Von Niko Ganzer 1 min Lesedauer

Wie sein Bruder mit Jaguar-Emblem muss auch der Range Rover Evoque für etwa eine Stunde zur Reparatur. In Deutschland gilt das für etwas mehr als 10.000 Einheiten.

Der Range Rover Evoque muss zur Reparatur.(Bild:  Jaguar Land Rover)
Der Range Rover Evoque muss zur Reparatur.
(Bild: Jaguar Land Rover)

JLR ruft nach dem Jaguar E-Pace weltweit nun auch rund 158.000 Exemplare des Range Rover Evoque zurück. Wie das Kraftfahrt-Bundesamt (KBA) kürzlich meldete, müssen die Vertragsbetriebe beim Kompakt-SUV aus dem Bauzeitraum 15. Februar 2019 bis 14. Dezember 2024 das Beifahrer-Airbagmodul „und zugehörige Komponenten“ austauschen. Die Maßnahme trägt den herstellerseitigen Aktionscode „N945“.

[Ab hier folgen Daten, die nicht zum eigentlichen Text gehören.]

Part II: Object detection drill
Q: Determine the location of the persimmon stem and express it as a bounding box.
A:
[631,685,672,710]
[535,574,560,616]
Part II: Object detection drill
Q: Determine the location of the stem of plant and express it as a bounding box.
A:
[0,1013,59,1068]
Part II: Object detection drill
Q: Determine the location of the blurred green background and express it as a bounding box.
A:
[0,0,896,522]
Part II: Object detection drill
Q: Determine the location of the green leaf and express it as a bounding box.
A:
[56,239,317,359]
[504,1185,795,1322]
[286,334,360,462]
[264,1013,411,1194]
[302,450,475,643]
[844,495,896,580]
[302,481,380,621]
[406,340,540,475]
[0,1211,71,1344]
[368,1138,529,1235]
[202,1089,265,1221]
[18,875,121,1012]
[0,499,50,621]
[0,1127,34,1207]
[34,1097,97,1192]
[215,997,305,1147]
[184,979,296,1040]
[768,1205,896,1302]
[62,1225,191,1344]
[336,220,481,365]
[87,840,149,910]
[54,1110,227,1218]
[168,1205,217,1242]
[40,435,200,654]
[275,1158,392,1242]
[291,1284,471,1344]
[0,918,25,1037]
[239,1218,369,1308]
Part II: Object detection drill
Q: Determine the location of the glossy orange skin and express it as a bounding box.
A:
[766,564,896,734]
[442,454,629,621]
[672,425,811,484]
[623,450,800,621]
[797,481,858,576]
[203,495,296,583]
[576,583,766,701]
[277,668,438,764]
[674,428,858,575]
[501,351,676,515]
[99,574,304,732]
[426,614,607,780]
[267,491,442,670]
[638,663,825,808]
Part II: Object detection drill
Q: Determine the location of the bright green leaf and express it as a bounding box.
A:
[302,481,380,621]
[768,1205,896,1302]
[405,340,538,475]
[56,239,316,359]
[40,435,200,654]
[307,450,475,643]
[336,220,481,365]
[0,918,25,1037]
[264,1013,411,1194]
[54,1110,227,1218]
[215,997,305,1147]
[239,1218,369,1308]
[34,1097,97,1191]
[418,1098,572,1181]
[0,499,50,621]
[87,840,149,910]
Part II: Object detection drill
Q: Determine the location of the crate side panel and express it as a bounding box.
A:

Ursache ist laut Verkehrssicherheitsbehörde der USA, wo der Rückruf ebenfalls stattfindet, ein potenzieller Fertigungsfehler im ungarischen Werk des Zulieferers Joyson Safety Systems. Während des Montageprozesses könne es zu einer unsachgemäßen Faltung des Airbags gekommen sein. In der Folge bestehe das Risiko, dass der Airbag bei einer Auslösung reißt und seine Schutzwirkung nicht vollständig entfaltet. In Deutschland müssen 10.355 Einheiten für etwas mehr als eine Stunde in die Werkstätten.